After the left-wing revolution in Portugal in 1974, there were those in Lisbon who imagined Peking would be delighted to take back Macao. The Chinese rejected it, making clear they alone would decide the right time for reversion.
It has been widely assumed that Peking realizes a Chinese takeover of Macao would have administered a serious, possibly fatal, blow to the business confidence of thriving Hong Kong, which, like Macao, was originally Chinese territory now ruled by foreigners.
Similarly, the Chinese Communists are presumably aware that to take over Hong Kong would reduce to the vanishing point the already slight chance that a future Taiwan government would negotiate reunification with the mainland.
A Chinese miscalculation on future arrangements for Hong Kong could send entrepreneurial talent, money, and refugees from Hong Kong to Taiwan - much as all three have come to Hong Kong from China since 1949. Apart from strengthening the island's economic prospects, this would put the seal on Taiwan separateness.
The effect on Taiwan could be more positive if Peking agrees to an arrangement whereby Chinese nationalism is somehow satisfied, but Hong Kong's separateness and economic growth are left untouched.
All this assumes China sees the linkages. Recent interplay between China and the US over Taiwan suggests otherwise.
In effect, China has tried to use Sino-American relations as a bludgeon with which to force Taiwan to the conference table. So, while China woos Taiwan with the thought that it can keep its own Army after reunification, it pressures the US to eventually halt all arms sales to Taiwan. This has only increased Taipei's hostility and suspicion.
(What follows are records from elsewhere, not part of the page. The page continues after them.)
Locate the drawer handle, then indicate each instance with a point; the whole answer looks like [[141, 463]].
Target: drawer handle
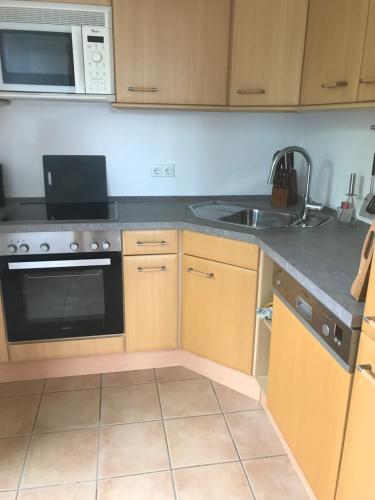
[[151, 269], [366, 371], [151, 243], [335, 85], [198, 273], [143, 89], [250, 91]]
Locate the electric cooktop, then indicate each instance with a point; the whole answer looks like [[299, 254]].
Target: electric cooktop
[[63, 212]]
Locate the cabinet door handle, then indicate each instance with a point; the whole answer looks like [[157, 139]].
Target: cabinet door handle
[[335, 85], [198, 273], [250, 91], [366, 371], [151, 269], [143, 89], [151, 243]]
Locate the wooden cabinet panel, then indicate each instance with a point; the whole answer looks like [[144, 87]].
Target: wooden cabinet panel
[[268, 40], [237, 253], [151, 298], [334, 45], [150, 242], [172, 52], [218, 312], [308, 395], [357, 478]]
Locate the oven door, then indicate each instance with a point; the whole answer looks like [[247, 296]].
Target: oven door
[[41, 58], [62, 296]]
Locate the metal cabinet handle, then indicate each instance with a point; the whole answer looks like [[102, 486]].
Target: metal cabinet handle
[[366, 371], [335, 85], [143, 89], [198, 273], [250, 91], [151, 243], [151, 269]]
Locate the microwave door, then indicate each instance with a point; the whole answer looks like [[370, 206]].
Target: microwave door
[[40, 58]]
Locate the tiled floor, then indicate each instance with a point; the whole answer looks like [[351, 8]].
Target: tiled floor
[[160, 434]]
The problem of the one-China linkage theory is that it could end up as a do-nothing argument: China allows Macao to continue in order to please Hong Kong and allows Hong Kong to continue in order to please Taiwan. This makes economic sense if China sees its interest in preserving the economic progress achieved by Hong Kong and Taiwan. It would make even more sense if, one day, China-Taiwan trade is as mutually profitable as China-Hong Kong trade.
But for emotional and nationalist reasons such an approach might be anathema to China. The temptation will be to try to make autonomy within China work for Hong Kong as an inducement to Taiwan, rather than having the patience to wait until Taiwan is ready for rapprochement.
Either way, China will be up against its past performance on the autonomy issue. In Tibet, for example, which had a 400-year history of separate cultural and political development prior to absorption in the People's Republic of China, the Chinese admit their oscillating policies have failed.
This failure has created deep skepticism in Taiwan and Hong Kong that Chinese policies would be relevant to their far more complex societies. They also know that what China means by autonomy is very different from the Western use of the term.